Open contracting is one of the most exciting strategies towns and cities can adopt to give residents access to information on how public money is spent. This blog post is the first in a series exploring how open contracting is not just a process improvement, but a reform that could bring positive change to some of the most challenging issues facing local governments. 

Anyone who has worked in social services will tell you that navigating bureaucratic government systems can often be the most time-consuming and soul-sucking part of the job. In her TED talk in 2015, Hillary Cottam, a social entrepreneur and design research expert, highlighted the ways in which social service systems are broken: entangled in a world of government contracts. Social service systems, by design, place a significant administrative and reporting burden on case managers and social workers already responsible for caring for those with the highest need in our society. 

Cottam and other experts trying to find innovative solutions for the challenges in our social service systems have all converged on a fundamental point: people and their communities need to be at the center of how we design these systems in order for them to work. 

Today, innovation labs like the City of Austin’s iTeam, design research firms like Reboot, or data-centered initiatives like Open Referral tackle different issues under the big umbrella of social service reform. By working inside and outside of governments to make programs run more smoothly, these reformers hope to usher in a new era of collaborative, open, responsive design in social services. 

Last year, Sunlight’s Open Cities team worked with Austin’s iTeam to try to find opportunities for open data to improve access to information about services for homelessness. As we detail in our case study about the work, many community members, including those on the front lines of providing services, had a very vague understanding of how government contracts were dispersed across the city. Organizations had to find and create partnerships or synergies on their own, without a clear, workable picture of how individuals move across organizations to receive different services.

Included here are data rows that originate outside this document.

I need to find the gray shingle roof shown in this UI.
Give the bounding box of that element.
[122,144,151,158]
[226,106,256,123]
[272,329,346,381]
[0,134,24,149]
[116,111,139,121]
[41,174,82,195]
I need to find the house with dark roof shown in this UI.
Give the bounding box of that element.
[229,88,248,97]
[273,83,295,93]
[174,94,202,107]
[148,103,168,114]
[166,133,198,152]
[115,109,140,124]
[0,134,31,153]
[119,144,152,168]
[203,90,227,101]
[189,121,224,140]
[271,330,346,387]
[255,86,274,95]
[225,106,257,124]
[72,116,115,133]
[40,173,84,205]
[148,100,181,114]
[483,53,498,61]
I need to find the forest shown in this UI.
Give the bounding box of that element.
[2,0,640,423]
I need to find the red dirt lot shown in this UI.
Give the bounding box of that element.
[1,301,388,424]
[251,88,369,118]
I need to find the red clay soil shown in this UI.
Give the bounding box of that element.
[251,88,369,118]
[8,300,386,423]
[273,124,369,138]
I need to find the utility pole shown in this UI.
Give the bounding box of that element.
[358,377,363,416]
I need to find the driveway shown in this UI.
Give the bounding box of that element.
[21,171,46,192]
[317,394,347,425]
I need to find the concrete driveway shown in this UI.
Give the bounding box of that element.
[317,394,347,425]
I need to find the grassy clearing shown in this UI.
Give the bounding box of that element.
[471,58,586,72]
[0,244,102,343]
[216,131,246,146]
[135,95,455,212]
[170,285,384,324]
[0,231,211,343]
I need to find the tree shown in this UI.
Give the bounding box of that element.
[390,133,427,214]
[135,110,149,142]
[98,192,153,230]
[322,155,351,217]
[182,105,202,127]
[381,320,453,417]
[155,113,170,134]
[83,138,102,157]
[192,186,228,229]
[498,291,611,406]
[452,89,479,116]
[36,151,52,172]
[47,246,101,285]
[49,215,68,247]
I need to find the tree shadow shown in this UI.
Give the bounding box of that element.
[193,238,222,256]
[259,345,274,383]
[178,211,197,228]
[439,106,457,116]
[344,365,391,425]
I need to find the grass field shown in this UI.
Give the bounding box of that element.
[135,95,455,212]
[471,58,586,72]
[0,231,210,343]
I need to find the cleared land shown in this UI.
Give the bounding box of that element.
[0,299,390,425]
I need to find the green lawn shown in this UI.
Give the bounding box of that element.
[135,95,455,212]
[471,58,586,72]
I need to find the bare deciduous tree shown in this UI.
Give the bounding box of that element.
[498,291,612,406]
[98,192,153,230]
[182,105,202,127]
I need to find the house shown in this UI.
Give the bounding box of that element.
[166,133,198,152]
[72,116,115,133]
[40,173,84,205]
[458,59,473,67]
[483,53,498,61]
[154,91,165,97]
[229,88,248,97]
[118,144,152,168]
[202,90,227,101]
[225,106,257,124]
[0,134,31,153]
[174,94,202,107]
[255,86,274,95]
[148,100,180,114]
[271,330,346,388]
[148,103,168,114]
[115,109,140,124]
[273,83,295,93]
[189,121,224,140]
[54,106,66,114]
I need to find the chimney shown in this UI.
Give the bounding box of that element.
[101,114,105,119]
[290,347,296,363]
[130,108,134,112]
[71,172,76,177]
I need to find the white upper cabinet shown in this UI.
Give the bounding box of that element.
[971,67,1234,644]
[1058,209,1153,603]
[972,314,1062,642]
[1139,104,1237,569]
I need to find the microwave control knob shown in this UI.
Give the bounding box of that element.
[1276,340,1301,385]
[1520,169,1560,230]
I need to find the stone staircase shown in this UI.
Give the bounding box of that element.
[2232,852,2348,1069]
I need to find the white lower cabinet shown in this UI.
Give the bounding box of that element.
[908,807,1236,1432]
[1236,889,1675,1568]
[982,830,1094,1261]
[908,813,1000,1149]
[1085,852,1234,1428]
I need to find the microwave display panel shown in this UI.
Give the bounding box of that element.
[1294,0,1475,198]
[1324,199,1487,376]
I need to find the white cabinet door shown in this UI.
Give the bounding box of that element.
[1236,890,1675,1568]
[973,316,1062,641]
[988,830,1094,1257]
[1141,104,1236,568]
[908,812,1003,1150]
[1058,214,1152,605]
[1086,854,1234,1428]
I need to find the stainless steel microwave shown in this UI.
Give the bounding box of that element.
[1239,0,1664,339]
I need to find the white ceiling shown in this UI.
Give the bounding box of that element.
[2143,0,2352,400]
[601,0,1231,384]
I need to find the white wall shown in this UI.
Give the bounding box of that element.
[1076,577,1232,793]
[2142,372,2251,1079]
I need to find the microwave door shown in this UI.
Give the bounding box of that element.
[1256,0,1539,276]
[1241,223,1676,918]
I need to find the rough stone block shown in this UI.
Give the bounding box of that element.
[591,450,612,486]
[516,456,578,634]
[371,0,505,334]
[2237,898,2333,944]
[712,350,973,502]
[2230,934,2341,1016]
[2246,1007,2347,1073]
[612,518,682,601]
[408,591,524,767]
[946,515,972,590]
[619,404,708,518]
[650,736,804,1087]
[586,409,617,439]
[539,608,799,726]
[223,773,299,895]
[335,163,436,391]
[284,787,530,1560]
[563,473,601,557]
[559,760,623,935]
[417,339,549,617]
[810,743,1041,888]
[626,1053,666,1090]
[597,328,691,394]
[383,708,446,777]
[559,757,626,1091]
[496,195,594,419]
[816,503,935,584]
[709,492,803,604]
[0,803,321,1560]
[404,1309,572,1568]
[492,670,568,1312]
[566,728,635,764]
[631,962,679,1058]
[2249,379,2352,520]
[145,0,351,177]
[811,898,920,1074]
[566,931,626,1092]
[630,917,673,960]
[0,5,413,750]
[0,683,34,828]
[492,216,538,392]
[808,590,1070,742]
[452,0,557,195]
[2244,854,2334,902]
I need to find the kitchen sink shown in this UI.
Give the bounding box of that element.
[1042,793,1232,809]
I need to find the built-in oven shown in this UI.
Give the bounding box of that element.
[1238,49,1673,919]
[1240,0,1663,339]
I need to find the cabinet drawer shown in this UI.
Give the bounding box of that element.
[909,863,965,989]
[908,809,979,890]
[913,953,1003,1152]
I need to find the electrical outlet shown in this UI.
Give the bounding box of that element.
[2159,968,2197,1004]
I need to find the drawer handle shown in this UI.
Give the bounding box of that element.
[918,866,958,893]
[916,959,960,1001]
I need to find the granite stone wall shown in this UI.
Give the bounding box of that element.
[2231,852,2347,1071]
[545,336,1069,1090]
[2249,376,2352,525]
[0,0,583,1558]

Adding to their burden, staff on the front lines are often also expected to report progress and outcomes to contract administrators at the City, meaning many of their data collection processes and internal systems are geared toward reporting, rather than achieving holistic outcomes. And performance metrics laid out in City contracts, if they exist, often are created inside of City Hall during the solicitation phase of procurement without any input from front line workers. 

Stepping back to look at the ecosystem of services in Austin, mirrored in towns and cities across the U.S., it’s clear that front line workers do not have a bird’s eye view of their own field. Instead, they are often restricted by contracts created without their input and without the input of clients themselves. As a result, clients systems become trapped in an environment where bureaucracy is as much a burden as these services are a necessary help. As Cottam said in her TED talk, 

“When the government says that a family like Ella’s costs a quarter of a million pounds a year to manage, what it really means is that this system costs a quarter of a million pounds a year. Because not one penny of this money actually touches Ella’s family in a way that makes a difference. Instead, the system is just like this costly gyroscope that spins around the families, keeping them stuck at its heart, exactly where they are.” 

Austin has taken a first step toward balancing the scales of power in the government-contractor relationships around social services. They’re opening their doors to people with lived experience of homelessness to inform policy changes around how services are contracted and administered, and they’re attempting to collect and publish better data through City contracts so the public can evaluate how well services are meeting clients’ needs. 

Although there are risks with making social services data more transparent, there are also ways to avoid them. For example, local governments tend to fall into “efficiency traps”, which may mean cutting costs whenever open data shows that certain providers receiving public money are underperforming. Instead, they might take a growth mindset and invest more deeply in partners who have already done the decades-long work of building trust with clients to figure out what’s wrong.

Additionally, because personal data about who receives services for what is highly sensitive, many providers, rightfully, approach data-sharing with a defensive mentality. However, governments have the power to be conveners who help decide what should remain private, and what is in the public interest to disclose. 

Our primary hope is that more local governments will re-examine the systems behind their social services, starting with procurement. They should ask how openness and transparency might enable more collaboration between providers, clients, and governments themselves. 

When it comes to social services, open contracting can be an effective tool for change, but not just because of the open data that improved procurement processes might produce. Another real promise is that open processes might actually allow people living and working on the front lines of our society’s most pressing issues to re-shape the public systems that govern them.